Nor do I have any axe to grind with Salford. Far from it. I desire nothing but the best for both the Red Devils and Dragons, two very important, nay vital, clubs in the grand scheme of things. A draw was a handy result.
Mistakes are made, that’s how it has been, is and always will be. But a sport that doesn’t face up to its responsibility for open and frank explanation afterwards, with an accompanying apology when necessary and up-to-date rules that are not only written down but published, really cannot complain when it isn’t taken seriously. This individual incident will soon fall from memory. But the principle should not be allowed to. All else is amateur hour.
In the rulebook, there is also a particularly intriguing clause re what constitutes a ‘broken tackle’, which Escare may well have instinctively had in mind when he regained his feet, unhindered, and played on – not being mind-readers like Mr Bentham and his online backers, I guess we’ll never know:
Broken tackle: ‘Where the player is brought to the ground, a tackle is not effective if the hold on the player in possession is broken before he is grounded. Before allowing play to proceed, Referees should be sure in their own minds that the tackle was indeed broken otherwise the tackler who, playing in the true spirit of the game, releases the tackled player immediately he is brought to the ground, may be unfairly penalised.’

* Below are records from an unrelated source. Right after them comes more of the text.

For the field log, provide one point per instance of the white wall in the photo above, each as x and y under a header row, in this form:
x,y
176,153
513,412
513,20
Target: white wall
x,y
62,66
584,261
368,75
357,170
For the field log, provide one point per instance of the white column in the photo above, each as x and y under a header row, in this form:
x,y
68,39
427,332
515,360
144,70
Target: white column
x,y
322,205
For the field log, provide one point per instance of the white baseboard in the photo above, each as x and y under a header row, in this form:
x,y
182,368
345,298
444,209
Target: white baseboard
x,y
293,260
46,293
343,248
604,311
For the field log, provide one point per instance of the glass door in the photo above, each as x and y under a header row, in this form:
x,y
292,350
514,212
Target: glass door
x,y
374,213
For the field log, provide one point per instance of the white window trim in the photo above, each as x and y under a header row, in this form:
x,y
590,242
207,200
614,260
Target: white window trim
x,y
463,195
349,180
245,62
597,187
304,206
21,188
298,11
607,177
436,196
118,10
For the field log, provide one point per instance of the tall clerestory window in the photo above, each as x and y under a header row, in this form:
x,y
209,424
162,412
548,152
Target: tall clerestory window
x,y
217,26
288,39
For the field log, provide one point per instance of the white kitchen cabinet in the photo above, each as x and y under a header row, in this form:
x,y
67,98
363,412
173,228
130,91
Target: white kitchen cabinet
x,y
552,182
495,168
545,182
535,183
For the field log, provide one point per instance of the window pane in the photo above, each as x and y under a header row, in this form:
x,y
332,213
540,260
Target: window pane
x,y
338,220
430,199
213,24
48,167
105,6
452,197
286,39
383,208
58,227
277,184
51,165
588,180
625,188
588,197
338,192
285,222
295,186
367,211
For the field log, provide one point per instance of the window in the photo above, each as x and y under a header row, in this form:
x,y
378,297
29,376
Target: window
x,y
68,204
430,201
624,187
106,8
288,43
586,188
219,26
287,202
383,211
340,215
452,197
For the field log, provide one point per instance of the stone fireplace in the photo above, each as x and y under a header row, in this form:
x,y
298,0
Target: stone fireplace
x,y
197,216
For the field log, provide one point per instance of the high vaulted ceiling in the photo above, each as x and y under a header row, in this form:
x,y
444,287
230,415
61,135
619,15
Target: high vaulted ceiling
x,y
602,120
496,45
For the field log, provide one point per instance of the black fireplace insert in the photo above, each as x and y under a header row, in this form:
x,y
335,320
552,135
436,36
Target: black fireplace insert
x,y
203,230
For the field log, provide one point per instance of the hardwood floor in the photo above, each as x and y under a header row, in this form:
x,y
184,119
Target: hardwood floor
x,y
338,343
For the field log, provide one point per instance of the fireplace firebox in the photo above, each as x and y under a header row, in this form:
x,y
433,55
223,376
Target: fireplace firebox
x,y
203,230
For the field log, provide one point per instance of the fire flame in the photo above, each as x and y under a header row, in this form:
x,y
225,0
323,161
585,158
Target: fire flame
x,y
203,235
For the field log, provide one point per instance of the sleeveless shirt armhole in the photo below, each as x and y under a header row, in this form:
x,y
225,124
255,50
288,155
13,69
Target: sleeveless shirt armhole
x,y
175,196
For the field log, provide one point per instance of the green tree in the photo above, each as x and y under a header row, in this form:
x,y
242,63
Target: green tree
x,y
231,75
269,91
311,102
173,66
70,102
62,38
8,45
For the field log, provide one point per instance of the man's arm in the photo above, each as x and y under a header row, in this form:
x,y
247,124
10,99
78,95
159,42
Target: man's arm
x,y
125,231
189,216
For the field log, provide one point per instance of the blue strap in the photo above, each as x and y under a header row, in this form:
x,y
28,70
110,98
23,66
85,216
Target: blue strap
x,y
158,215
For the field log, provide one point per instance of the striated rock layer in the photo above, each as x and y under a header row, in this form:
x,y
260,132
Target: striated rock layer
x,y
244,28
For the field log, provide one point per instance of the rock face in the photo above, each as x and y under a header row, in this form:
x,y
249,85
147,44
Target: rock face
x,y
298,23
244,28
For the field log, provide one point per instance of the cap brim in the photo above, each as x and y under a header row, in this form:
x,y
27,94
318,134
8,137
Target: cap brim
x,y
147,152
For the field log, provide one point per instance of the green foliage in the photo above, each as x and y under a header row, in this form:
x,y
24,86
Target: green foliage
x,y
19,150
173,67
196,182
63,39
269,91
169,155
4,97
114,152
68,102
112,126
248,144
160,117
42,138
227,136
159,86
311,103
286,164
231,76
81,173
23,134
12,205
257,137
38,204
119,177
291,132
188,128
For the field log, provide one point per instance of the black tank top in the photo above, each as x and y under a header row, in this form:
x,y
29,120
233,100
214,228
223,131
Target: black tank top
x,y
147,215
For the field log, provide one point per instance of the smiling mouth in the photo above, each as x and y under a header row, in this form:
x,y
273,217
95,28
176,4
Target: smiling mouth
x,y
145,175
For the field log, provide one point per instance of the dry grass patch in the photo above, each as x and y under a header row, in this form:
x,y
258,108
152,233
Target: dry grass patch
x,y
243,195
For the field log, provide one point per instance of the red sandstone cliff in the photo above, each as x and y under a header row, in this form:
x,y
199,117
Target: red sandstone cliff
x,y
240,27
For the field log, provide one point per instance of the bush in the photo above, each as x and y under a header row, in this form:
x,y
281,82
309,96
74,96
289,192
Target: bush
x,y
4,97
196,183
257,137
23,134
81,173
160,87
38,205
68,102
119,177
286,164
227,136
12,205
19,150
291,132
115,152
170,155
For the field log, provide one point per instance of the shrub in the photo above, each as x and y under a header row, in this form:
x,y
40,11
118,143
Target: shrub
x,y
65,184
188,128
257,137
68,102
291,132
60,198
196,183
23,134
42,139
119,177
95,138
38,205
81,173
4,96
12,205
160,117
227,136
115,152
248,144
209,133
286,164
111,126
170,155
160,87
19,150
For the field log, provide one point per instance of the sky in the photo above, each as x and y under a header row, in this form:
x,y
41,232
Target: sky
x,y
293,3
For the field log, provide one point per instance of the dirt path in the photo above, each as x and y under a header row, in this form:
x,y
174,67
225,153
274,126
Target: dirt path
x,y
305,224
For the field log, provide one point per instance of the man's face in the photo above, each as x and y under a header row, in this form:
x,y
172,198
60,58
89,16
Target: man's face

It seems fair to say that this last bit must have been Phil Bentham’s interpretation in the final minute of Catalans Dragons v Salford Red Devils on Saturday 7 March 2015. Sadly, though, there is no word on the correct way to restart play in such circumstances today, given that this most ‘up-to-date’ rulebook seems to have been published in 2012. Handy that, isn’t it?
Tone’s Tips: Victories for Huddersfield, Warrington, Wigan, Widnes, Salford and Catalans. Kevin Locke unveiled as participant on ‘Strictly Come Dancing’.